You are here: To make childcare work, we must champion childcare professionals
In the last twenty years, great progress has been made on childcare. It has transformed from being seen as a ‘women’s issue’ to a vote winner and a mainstay of manifestos. We at the Family and Childcare Trust want to see all parties build on the achievements of past governments, with ambitious and radical childcare policies in all manifestos.
But as parties consider which childcare policies to adopt, it is worth pausing to consider that their eventual success or failure will rely on the childcare professionals and providers tasked with delivering them. And this is a sector that is struggling. Early years staff are among the lowest paid professionals in the labour market: non-senior staff in private and voluntary day care providers earn on average £8.00 per hour whilst senior managers earn £11.20 per hour. And staff turnover is high: the think tank Pearson, found that over half of early years graduates have considered quitting the profession, 72 per cent due to workload and 38 per cent due to low pay.
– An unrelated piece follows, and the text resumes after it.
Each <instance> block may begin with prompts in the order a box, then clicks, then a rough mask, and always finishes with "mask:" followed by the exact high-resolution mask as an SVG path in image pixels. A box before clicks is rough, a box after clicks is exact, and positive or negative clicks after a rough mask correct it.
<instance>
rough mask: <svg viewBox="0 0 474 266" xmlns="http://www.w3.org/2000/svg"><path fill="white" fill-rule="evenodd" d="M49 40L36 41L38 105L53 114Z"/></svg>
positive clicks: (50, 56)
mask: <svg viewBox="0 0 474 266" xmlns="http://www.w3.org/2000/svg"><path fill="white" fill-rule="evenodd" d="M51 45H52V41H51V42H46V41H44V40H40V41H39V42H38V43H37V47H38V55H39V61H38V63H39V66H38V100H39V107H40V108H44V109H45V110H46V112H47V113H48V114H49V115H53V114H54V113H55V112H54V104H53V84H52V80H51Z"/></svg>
Early years professionals are helping the next generation to learn vital life skills, often while underpaid and undervalued.
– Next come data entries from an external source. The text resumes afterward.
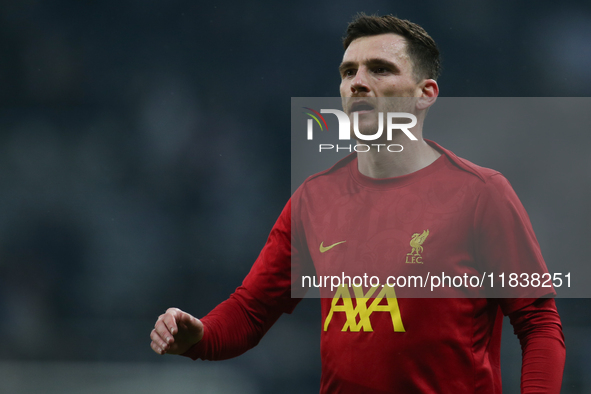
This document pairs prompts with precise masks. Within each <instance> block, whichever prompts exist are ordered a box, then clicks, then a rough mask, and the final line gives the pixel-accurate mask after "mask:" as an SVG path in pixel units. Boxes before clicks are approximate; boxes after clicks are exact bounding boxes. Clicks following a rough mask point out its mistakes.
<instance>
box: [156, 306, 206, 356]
mask: <svg viewBox="0 0 591 394" xmlns="http://www.w3.org/2000/svg"><path fill="white" fill-rule="evenodd" d="M150 338H151V339H152V343H151V344H150V346H151V347H152V349H153V350H154V351H155V352H156V353H158V354H166V353H168V354H183V353H185V352H186V351H187V350H189V348H190V347H191V346H193V345H194V344H196V343H197V342H199V341H200V340H201V338H203V324H202V323H201V321H199V319H197V318H195V317H193V316H191V315H189V314H188V313H186V312H183V311H181V310H180V309H178V308H169V309H167V310H166V313H165V314H163V315H160V316H159V317H158V320H157V321H156V324H155V325H154V329H153V330H152V332H151V333H150Z"/></svg>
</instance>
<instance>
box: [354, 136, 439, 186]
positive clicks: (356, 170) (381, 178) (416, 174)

High quality early education is vital – it can help narrow the gap that opens up between poor children and their peers before they have even started school. It provides a golden opportunity to boost social mobility. Yet, while we spend £4,900 per year on a child in primary school, we spend just £1,700 per year on a child in early education. We need early education to be on the same footing as schools, and crucially, funded at similar levels.
As a first step towards this, we urge the next party in power to install a Chief Early Years Officer, similar to that for social workers. This would make sure the voice of the sector was heard in government and government would get independent advice. Without representation like this, providers and parents lose out.
Ambitious childcare policies help to boost children’s outcomes and support parents to work: they simply are some of the smartest investments any government can make. But for childcare to achieve its full potential, we need funding and representation to support the army of unsung heroes that are caring for and educating the next generation.